Fri | Mar 29, 2024

Trump no threat to democracy – chair

Published:Tuesday | November 3, 2020 | 12:15 AMJanet Silvera/Senior Gleaner Writer

COLUMBUS, Ohio:

The first woman to chair the Republican Party of Ohio, Jane Murphy Timken, says a win for her party will signal a rejection of what she calls Joe Biden’s socialist ideology. She has also defended President Donald Trump’s commitment to democracy.

On the eve of what looms as a monumental general election, Timken told international observers during an interview at the Hyatt Regency in Columbus Monday that the Democratic presidential candidate’s plan to hike taxes on the wealthy threatens the capitalist foundations of modern America.

“Our voters believe there is a difference of philosophy of parties.
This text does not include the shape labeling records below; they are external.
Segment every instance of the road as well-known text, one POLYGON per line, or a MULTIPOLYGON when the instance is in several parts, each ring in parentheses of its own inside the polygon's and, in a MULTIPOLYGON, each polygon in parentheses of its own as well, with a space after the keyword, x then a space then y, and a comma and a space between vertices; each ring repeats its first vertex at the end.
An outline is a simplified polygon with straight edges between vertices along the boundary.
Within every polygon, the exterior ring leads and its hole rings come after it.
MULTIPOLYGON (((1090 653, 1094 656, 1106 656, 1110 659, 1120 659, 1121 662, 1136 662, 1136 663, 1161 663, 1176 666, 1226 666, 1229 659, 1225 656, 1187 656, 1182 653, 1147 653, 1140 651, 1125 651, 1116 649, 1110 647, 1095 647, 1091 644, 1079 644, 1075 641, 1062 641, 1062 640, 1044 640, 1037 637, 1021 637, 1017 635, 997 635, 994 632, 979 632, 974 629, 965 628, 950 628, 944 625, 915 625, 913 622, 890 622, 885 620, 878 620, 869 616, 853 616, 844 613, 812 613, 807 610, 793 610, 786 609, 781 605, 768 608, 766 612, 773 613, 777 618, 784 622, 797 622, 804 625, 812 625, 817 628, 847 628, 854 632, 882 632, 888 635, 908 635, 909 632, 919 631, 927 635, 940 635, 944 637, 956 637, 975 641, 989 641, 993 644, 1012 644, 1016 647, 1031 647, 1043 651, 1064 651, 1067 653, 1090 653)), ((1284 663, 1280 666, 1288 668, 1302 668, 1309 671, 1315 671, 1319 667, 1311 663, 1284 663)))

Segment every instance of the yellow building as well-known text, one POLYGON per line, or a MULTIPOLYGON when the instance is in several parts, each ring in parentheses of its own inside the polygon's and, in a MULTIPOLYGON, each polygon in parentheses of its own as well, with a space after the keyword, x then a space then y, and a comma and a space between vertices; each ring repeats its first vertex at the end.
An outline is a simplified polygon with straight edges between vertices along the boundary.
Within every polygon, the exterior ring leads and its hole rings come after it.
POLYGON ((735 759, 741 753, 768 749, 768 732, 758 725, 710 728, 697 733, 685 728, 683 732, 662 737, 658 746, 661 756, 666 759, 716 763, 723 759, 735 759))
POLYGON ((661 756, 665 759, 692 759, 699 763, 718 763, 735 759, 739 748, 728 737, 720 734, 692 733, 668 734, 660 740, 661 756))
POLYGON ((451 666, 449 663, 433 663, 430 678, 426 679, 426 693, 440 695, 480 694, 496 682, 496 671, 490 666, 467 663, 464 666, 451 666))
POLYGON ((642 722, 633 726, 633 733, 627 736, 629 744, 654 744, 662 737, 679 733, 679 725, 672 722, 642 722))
Republicans believe in the individual and their self-determination, while the Democrats believe government should control one’s life. They believe in equal distribution,” said Timken, who was elected to the position in 2017.

The Republican chairwoman, who has been drumming up support for Trump in a state that has never been lost by her party, has been rallying voters for the incumbent, whose path to retaining the White House are slim, most polls show.

But Timken is banking on Trump carrying Pennsylvania, North Carolina, Wisconsin, Georgia, and Michigan to confound critics who had written off the brash businessman’s prospects against Hillary Clinton four years ago.

Timken is particularly encouraged by the Latino votes in Florida and what she said was push by African Americans.

“In the last three years, we had the lowest level of poverty in this country; lowest level of unemployment among minorities, and the president just announced the Platinum Plan, which is an expansion upon the economic boost that African Americans now enjoy,” she told the gathering of mainly Latin American business operators.

Timken rubbished notions that Trump was a threat to America’s democratic values.

“It is not the Republicans who are threatening to eliminate the Electoral College and take the outcome of the election to court,” she quipped.

“Democrats are threatening to pack the Supreme Court.”

Timken’s comments appear to be pushback against criticism of Trump, who has not committed to leaving the White House quietly if voted out of office. He has also been slammed for attempting to restrict mail-in votes.